The ladder grew, the colors came back, the storm more intense and yet more exciting, the items of the box no longer broken, the flowers blooming bright closer to the heart but farther in location. And so much more.
I hope you understand a least a little bit of this.
Something is changing, this is what I've wanted over the past year. I just didn't see what was happening in my heart. But now I see a small glimpse of what's coming. :D

2009

So looking back on what happened this past year has encouraged me to run harder and thank the Lord for his faithfulness. The year 2009 was by far not my favorite. It was filled with turmoil and pain as well as reunions and goodbyes. I am thankful for this past year and what the Lord has taught me through it. A little of what happened in 2009:
-Gained lots of wisdom from Ninny and parents
-My best friend meets her future husband... she just didn't know it at the time
-I am out on my own, away from HA
-Learn to dive deeper and wait upon the Lord
-God protects me and my family
-I become very ill, at the time for an unknown reason
-Soon realize how thankful I am for my lifelong friends
-Go on lots of adventures just me and Jesus
-Go on even more walks just Him and I
-Watch close friends go through really hard things
-Learn to intercede and to not stop praying
-Get even sicker, can't move most days due to pain
-Become lonely and feel overwhelmed by isolation
-Learn to defeat self pity and listen to Jesus
-Lots of trips to hospitals and way too many doctor visits!

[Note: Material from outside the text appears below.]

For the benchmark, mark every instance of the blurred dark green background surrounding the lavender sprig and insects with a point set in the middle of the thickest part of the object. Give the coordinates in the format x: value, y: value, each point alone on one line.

-Have surgery the next day
-See and understand to much greater level of this quick fading life
-Brother gets married two days later
-Wisdom teeth removed a few days later
-Learn to do what seems like everything all over again
-Come to understand more of who I am in the Lord
-Move to DFW and learn to live on my own
-Seek the Lord
-Wondering if I'm growing at all
-God shows me how he has been changing me
-Depending fully on God
-Live with complete strangers who soon become sweet friends
-New season of life
-Lots of roadtrips and even more conversations
-Go to see family, understand that this is not our home
-Become even more thankful for people and don't like materials near as much
-Live, laugh, cry, love
-Gain friends, lose friends
-Made lots of mistakes, Jesus picked me up everytime
-Challenged, pushed, loved, prayed for, rejoiced with and cried with
-Learn to love deeper
-Learned to run harder
So here I go, so much more happened, the above is just pretty general. Here we go, lets go to the throne, the place where we belong...right into his arms!
2010 is a new season, though this past year was filled with pain and brokenness, I know throughout this next year it will prove worth it. A change is coming! I'm excited to see what is in store for us. This year is a year of change, victories, pursuing dreams and walking out in faith. I want to see miracles happen, dreams become reality, new life birthed, new journeys begin and experience LOVE most of all in a whole new way. To fall more in LOVE.